Sounds like she took a good look...


----------



## Gordon Nore (Sep 3, 2009)

Sukerkin said:


> Still has flashbacks ... for crying out loud!  Whatever happened to pointing and laughing (and calling the police if that doesn't solve the problem)?



Honest to God, Suk. Has this woman no shame? Like she got PTSD from staring at a pale willy.


----------



## Jenny_in_Chico (Sep 3, 2009)

Tames D said:


> I don't find her very attractive. Doe's that make me shallow?


 
Yes. How dare you?

BTW...has anyone else noticed that she has absolutely *enormous* earlobes? Or is it just me?


----------



## grydth (Sep 3, 2009)

Can it be proven that this greatly suffering woman was traumatized by her neighbor and not her own reflection?  

Sounds like the two of them should hook up....


----------



## Sukerkin (Sep 3, 2009)

Gordon Nore said:


> Honest to God, Suk. Has this woman no shame? Like she got PTSD from staring at a pale willy.


 

Exactly mate :tup:.  What is up with people these days?


----------



## grydth (Sep 3, 2009)

Tames D said:


> I don't find her very attractive. Doe's that make me shallow?
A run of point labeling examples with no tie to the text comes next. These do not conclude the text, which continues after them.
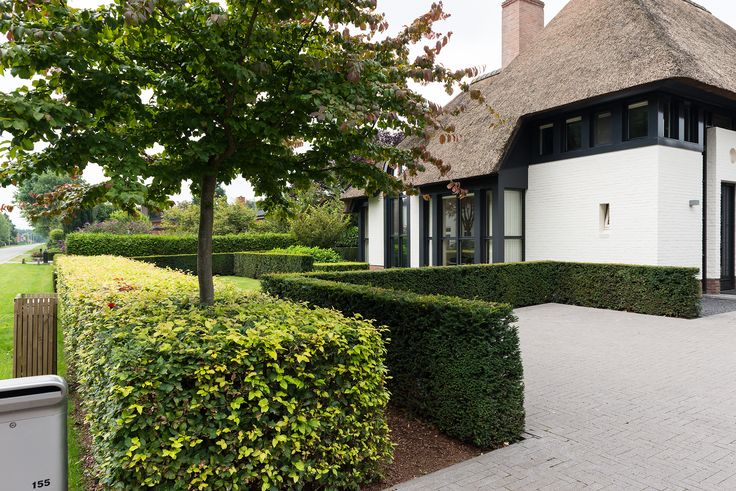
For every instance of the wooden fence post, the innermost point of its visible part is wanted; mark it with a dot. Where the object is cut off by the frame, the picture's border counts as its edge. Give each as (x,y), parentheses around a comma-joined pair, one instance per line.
(34,333)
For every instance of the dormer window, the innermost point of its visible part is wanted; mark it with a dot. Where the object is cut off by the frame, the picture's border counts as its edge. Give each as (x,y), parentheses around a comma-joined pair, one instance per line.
(574,133)
(547,139)
(638,120)
(603,128)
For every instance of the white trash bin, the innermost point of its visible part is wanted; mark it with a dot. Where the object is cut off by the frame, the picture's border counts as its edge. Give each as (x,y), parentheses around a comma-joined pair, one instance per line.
(33,447)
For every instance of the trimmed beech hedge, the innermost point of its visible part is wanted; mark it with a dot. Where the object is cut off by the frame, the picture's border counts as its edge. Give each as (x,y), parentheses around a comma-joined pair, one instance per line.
(344,266)
(453,361)
(255,264)
(222,263)
(654,290)
(252,393)
(81,244)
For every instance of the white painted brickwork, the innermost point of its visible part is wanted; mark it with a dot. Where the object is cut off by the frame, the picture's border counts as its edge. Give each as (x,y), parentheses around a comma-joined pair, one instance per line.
(721,167)
(648,190)
(414,239)
(375,231)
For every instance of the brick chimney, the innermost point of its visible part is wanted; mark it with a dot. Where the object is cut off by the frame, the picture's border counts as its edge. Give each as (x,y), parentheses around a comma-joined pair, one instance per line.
(522,21)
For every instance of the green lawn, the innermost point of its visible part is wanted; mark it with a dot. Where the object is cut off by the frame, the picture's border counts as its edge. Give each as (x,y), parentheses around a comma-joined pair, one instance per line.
(31,278)
(242,283)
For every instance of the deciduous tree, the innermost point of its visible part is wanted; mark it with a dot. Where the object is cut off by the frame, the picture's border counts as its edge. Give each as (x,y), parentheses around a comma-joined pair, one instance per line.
(157,91)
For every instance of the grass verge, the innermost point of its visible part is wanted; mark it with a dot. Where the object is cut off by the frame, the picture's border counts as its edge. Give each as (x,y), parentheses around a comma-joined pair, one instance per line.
(241,282)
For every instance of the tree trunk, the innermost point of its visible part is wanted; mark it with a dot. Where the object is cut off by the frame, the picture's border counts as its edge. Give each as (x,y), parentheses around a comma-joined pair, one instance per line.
(204,244)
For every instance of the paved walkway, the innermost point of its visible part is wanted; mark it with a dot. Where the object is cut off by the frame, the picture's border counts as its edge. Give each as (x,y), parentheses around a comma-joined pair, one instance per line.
(616,401)
(8,253)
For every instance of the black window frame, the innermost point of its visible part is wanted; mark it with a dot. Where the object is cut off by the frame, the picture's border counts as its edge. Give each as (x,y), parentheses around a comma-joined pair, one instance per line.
(458,237)
(400,240)
(643,103)
(594,127)
(541,150)
(521,237)
(577,120)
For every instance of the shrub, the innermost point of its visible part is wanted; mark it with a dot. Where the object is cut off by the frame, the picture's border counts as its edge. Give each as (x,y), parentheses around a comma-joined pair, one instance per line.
(654,290)
(222,263)
(252,393)
(320,225)
(453,361)
(348,253)
(56,235)
(160,245)
(320,255)
(344,266)
(255,264)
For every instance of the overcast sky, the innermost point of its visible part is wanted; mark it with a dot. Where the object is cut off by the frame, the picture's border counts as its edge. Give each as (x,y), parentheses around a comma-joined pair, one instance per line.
(476,41)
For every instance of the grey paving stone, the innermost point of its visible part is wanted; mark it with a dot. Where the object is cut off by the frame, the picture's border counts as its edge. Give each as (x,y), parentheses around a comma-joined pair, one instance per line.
(616,401)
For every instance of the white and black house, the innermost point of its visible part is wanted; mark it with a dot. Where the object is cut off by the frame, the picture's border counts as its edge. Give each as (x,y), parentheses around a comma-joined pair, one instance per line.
(616,145)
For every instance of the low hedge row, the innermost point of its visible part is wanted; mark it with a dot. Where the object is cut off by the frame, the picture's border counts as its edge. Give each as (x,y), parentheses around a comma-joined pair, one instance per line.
(222,263)
(256,264)
(453,361)
(82,244)
(655,290)
(252,393)
(343,266)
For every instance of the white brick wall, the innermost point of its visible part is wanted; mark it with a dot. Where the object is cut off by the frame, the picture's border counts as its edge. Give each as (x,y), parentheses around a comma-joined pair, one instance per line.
(414,239)
(375,231)
(647,226)
(721,168)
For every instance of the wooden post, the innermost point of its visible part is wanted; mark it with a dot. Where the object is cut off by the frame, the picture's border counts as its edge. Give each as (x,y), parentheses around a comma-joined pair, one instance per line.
(34,332)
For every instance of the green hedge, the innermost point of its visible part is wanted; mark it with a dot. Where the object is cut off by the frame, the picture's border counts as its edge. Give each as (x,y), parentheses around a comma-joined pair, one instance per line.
(252,393)
(654,290)
(453,361)
(255,264)
(344,266)
(82,244)
(222,263)
(319,254)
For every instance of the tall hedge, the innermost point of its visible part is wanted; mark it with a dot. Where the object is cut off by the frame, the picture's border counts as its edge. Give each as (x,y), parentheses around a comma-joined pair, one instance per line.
(256,264)
(252,393)
(455,362)
(655,290)
(82,244)
(222,263)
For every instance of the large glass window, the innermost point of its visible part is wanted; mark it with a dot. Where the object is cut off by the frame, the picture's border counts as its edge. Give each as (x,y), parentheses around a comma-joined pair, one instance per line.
(488,238)
(574,133)
(398,236)
(638,120)
(458,229)
(365,233)
(603,128)
(513,225)
(547,139)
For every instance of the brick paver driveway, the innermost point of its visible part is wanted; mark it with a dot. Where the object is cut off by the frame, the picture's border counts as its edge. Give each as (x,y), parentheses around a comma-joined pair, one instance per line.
(616,401)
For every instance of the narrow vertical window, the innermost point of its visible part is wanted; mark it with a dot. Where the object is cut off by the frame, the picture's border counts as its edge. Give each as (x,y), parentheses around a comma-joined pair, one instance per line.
(449,230)
(574,134)
(488,238)
(547,139)
(513,225)
(605,217)
(398,237)
(429,232)
(467,228)
(691,117)
(603,128)
(638,120)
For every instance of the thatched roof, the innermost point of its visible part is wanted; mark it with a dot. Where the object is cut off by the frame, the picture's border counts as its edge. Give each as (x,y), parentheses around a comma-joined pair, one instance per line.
(590,49)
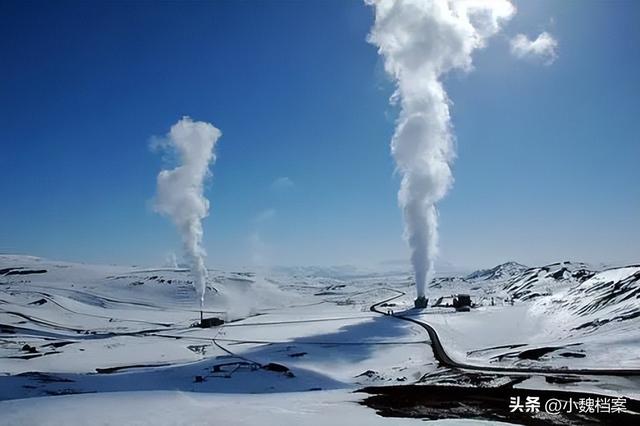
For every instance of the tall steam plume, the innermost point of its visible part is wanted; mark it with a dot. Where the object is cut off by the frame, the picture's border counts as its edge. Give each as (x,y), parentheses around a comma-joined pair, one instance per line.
(180,190)
(420,41)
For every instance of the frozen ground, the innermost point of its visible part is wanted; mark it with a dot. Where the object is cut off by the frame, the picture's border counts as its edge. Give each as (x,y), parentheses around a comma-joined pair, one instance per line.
(73,334)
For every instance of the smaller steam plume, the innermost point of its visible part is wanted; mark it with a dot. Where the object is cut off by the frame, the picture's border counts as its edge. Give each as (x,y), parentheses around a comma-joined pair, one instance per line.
(180,190)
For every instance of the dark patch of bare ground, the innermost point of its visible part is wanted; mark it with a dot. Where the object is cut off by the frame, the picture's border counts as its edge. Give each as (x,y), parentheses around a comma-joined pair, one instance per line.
(451,394)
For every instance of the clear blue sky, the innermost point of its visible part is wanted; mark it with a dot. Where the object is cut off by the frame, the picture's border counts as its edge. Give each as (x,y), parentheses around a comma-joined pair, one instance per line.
(548,156)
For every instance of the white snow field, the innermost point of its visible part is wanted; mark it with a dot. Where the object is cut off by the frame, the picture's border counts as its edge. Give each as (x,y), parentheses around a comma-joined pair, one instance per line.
(97,344)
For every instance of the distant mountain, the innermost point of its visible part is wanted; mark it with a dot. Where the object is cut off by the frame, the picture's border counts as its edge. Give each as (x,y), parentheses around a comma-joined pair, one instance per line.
(503,271)
(608,297)
(545,280)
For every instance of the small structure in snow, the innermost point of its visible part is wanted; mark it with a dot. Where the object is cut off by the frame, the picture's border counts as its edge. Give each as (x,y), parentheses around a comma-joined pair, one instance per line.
(462,302)
(421,302)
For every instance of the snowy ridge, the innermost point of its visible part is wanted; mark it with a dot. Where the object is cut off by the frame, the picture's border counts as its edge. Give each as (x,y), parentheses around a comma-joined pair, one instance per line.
(503,271)
(546,280)
(609,297)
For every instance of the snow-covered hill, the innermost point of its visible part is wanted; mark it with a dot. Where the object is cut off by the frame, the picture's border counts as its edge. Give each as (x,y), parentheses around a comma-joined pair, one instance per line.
(68,328)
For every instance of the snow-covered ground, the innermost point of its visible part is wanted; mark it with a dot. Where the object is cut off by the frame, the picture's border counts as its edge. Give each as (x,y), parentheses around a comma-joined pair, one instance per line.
(305,337)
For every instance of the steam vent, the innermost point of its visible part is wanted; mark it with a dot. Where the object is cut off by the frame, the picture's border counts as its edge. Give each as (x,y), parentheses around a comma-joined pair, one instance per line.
(421,302)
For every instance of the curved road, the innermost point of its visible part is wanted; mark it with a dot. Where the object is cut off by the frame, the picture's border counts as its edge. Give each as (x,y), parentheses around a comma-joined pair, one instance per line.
(444,359)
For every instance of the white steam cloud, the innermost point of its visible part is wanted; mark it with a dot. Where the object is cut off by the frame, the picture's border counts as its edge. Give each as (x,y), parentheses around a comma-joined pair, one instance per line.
(543,48)
(180,190)
(420,41)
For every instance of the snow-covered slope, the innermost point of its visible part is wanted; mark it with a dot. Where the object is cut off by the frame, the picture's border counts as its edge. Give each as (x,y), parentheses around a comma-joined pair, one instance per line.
(68,328)
(545,280)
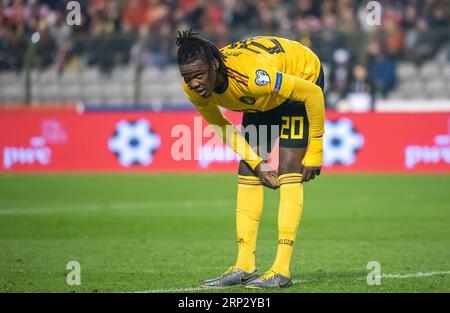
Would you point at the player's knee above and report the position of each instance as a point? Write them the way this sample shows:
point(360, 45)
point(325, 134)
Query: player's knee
point(245, 169)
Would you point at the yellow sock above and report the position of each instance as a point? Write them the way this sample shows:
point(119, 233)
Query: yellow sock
point(289, 215)
point(250, 199)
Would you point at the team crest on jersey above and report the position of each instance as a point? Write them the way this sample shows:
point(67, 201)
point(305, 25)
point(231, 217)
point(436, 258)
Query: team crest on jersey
point(248, 100)
point(262, 78)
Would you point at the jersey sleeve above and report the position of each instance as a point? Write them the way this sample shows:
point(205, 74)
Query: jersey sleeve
point(267, 80)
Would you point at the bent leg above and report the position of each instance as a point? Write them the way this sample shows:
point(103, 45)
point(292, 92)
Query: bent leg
point(290, 208)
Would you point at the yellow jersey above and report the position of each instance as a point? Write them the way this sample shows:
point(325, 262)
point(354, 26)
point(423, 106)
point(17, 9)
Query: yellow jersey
point(262, 72)
point(255, 69)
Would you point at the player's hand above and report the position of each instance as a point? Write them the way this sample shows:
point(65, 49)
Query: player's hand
point(310, 172)
point(268, 176)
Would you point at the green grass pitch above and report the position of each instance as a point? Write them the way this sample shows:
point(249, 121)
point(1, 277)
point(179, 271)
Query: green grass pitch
point(159, 232)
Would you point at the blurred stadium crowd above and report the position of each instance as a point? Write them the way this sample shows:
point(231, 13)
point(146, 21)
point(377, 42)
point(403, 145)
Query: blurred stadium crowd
point(409, 50)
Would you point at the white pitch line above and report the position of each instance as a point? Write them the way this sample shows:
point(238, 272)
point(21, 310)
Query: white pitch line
point(112, 206)
point(387, 276)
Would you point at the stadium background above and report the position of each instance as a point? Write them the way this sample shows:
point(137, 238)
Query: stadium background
point(106, 96)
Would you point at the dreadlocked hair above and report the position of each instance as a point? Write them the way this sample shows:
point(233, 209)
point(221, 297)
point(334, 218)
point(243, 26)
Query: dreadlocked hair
point(191, 47)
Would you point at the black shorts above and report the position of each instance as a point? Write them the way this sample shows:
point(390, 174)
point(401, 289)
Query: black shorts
point(289, 120)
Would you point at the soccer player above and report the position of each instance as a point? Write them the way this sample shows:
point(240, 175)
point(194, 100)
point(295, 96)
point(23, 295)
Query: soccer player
point(274, 81)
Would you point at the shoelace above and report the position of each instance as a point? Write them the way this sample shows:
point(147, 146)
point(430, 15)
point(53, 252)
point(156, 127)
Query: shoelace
point(268, 275)
point(228, 271)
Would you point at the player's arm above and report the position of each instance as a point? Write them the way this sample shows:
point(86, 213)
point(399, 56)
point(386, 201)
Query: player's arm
point(233, 138)
point(297, 89)
point(229, 133)
point(312, 95)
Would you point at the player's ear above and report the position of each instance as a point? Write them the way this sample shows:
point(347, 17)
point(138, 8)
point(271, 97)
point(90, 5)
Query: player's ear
point(215, 65)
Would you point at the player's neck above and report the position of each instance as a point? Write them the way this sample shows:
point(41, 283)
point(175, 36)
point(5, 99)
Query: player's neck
point(221, 83)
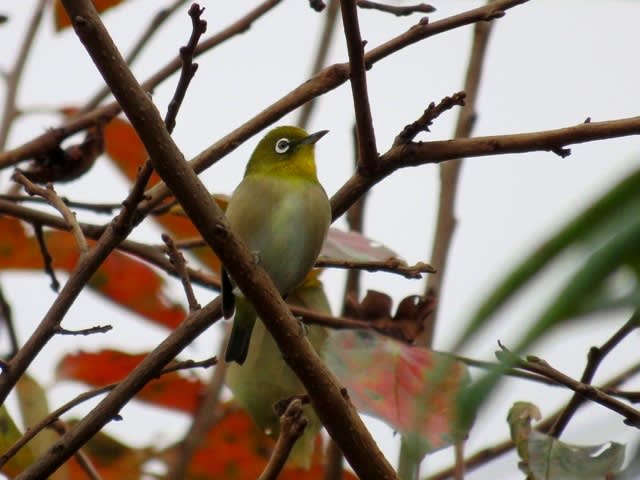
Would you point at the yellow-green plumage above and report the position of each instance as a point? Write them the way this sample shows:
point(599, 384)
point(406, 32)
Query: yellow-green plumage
point(282, 212)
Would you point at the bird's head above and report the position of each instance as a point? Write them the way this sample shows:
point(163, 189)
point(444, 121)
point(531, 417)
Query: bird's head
point(286, 151)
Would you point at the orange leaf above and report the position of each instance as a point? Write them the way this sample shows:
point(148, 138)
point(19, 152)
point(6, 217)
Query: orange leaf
point(246, 452)
point(62, 19)
point(101, 368)
point(112, 459)
point(121, 278)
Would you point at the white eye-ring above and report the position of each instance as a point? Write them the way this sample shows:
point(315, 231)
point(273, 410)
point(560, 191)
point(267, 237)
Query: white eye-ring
point(282, 145)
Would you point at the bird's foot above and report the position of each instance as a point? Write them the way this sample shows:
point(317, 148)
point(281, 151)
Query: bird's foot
point(304, 330)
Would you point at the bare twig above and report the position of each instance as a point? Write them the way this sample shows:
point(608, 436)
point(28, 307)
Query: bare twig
point(367, 150)
point(292, 425)
point(393, 265)
point(83, 460)
point(490, 453)
point(85, 331)
point(336, 413)
point(46, 257)
point(33, 430)
point(13, 76)
point(188, 70)
point(450, 172)
point(595, 357)
point(398, 10)
point(541, 367)
point(207, 415)
point(94, 207)
point(321, 56)
point(178, 262)
point(152, 28)
point(53, 137)
point(432, 112)
point(7, 319)
point(50, 195)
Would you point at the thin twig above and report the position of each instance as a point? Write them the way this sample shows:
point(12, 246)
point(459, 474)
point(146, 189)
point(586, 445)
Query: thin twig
point(50, 195)
point(7, 320)
point(292, 425)
point(491, 453)
point(207, 415)
point(46, 257)
point(541, 367)
point(450, 173)
point(94, 207)
point(52, 138)
point(595, 357)
point(398, 10)
point(367, 150)
point(322, 52)
point(432, 112)
point(85, 331)
point(178, 262)
point(33, 430)
point(188, 70)
point(152, 28)
point(12, 77)
point(393, 265)
point(83, 460)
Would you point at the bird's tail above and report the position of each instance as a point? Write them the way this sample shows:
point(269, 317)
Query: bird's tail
point(243, 323)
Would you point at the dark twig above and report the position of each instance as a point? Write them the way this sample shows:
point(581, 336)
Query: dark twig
point(491, 453)
point(178, 262)
point(52, 417)
point(85, 331)
point(206, 416)
point(46, 257)
point(595, 357)
point(52, 138)
point(292, 425)
point(336, 413)
point(398, 10)
point(50, 195)
point(367, 150)
point(94, 207)
point(450, 173)
point(188, 70)
point(432, 112)
point(541, 367)
point(83, 460)
point(12, 78)
point(393, 265)
point(321, 56)
point(152, 28)
point(7, 319)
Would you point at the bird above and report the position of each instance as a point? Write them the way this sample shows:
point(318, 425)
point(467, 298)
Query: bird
point(282, 212)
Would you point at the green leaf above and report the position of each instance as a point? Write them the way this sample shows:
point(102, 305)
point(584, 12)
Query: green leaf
point(608, 215)
point(547, 458)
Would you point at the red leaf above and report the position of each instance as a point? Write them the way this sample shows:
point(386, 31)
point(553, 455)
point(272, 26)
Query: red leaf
point(121, 278)
point(62, 19)
point(412, 389)
point(102, 368)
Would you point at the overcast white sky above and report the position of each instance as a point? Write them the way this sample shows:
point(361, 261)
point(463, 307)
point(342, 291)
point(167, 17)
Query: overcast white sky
point(550, 64)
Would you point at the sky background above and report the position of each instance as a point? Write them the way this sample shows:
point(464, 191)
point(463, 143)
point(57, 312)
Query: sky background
point(550, 64)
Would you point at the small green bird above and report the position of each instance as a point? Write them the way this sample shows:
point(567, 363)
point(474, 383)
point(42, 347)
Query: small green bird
point(283, 214)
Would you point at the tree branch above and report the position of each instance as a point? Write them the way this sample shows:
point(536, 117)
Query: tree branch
point(336, 413)
point(367, 150)
point(595, 357)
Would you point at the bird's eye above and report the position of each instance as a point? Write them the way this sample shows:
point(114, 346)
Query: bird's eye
point(282, 145)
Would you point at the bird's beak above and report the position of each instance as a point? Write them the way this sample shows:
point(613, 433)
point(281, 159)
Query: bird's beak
point(313, 138)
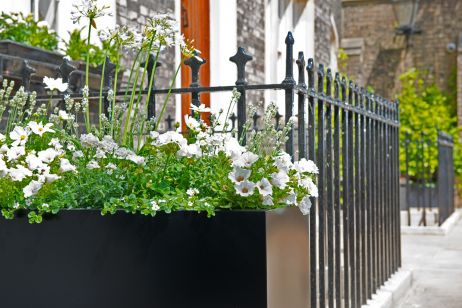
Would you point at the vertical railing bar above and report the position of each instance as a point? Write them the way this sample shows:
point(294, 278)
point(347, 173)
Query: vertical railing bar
point(351, 199)
point(358, 205)
point(321, 187)
point(368, 154)
point(301, 106)
point(313, 211)
point(330, 193)
point(289, 92)
point(337, 186)
point(346, 192)
point(362, 169)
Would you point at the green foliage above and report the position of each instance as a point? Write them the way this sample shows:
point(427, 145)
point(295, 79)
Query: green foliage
point(424, 110)
point(24, 29)
point(76, 48)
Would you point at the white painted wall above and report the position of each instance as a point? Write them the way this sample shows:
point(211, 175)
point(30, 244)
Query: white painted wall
point(223, 44)
point(10, 6)
point(64, 23)
point(275, 49)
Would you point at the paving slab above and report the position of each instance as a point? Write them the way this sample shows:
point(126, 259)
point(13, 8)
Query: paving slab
point(436, 264)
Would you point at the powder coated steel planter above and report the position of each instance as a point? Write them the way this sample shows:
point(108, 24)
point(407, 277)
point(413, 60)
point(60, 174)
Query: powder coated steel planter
point(184, 259)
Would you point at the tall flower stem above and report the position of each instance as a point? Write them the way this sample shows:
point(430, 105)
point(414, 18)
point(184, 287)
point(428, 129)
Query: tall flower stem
point(164, 105)
point(100, 110)
point(115, 91)
point(127, 126)
point(151, 82)
point(87, 69)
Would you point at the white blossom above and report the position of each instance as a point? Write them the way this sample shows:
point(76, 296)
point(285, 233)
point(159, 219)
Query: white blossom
point(93, 164)
point(48, 155)
point(32, 188)
point(19, 173)
point(239, 175)
point(39, 128)
point(245, 188)
point(280, 179)
point(15, 152)
point(305, 205)
point(19, 135)
point(66, 166)
point(55, 84)
point(264, 187)
point(246, 160)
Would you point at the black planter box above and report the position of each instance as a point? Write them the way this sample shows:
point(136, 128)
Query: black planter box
point(184, 259)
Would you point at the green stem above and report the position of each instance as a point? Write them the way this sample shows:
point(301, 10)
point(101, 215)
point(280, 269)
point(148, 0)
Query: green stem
point(100, 111)
point(115, 91)
point(151, 82)
point(164, 105)
point(87, 69)
point(127, 126)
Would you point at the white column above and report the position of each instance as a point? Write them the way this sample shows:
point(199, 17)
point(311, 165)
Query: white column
point(223, 44)
point(15, 6)
point(64, 24)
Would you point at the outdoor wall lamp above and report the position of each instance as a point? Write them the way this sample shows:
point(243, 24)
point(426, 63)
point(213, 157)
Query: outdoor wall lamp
point(406, 11)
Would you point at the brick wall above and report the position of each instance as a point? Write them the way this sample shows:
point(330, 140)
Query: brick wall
point(135, 12)
point(251, 35)
point(385, 55)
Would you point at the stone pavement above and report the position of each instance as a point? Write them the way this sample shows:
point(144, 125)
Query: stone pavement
point(436, 264)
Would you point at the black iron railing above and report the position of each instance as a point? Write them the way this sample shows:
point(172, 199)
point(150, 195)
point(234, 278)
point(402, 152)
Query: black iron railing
point(353, 136)
point(429, 179)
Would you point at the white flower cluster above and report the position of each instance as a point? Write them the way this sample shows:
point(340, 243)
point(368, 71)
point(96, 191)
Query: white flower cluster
point(104, 148)
point(21, 164)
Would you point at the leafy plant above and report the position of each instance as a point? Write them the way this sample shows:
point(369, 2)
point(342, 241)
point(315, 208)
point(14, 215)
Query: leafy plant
point(76, 48)
point(424, 109)
point(24, 29)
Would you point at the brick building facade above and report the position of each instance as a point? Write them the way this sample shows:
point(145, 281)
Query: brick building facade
point(378, 56)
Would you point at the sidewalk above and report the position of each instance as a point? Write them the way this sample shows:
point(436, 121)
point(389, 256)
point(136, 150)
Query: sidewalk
point(436, 264)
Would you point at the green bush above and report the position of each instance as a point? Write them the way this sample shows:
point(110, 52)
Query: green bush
point(76, 48)
point(425, 109)
point(24, 29)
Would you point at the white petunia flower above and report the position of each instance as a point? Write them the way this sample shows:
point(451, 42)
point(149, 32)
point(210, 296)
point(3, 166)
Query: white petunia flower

No. it makes you a person of vision.... 20/20 to be exact. 

As a legal matter, I would think her neighbor would have a fine countersuit over what *he *had to look at all that time.


----------



## David43515 (Sep 3, 2009)

I`m just surprised at the way the charge was phrased. "Indecent  exposure..._with intent to cause alarm or distress"_. Seriously?


----------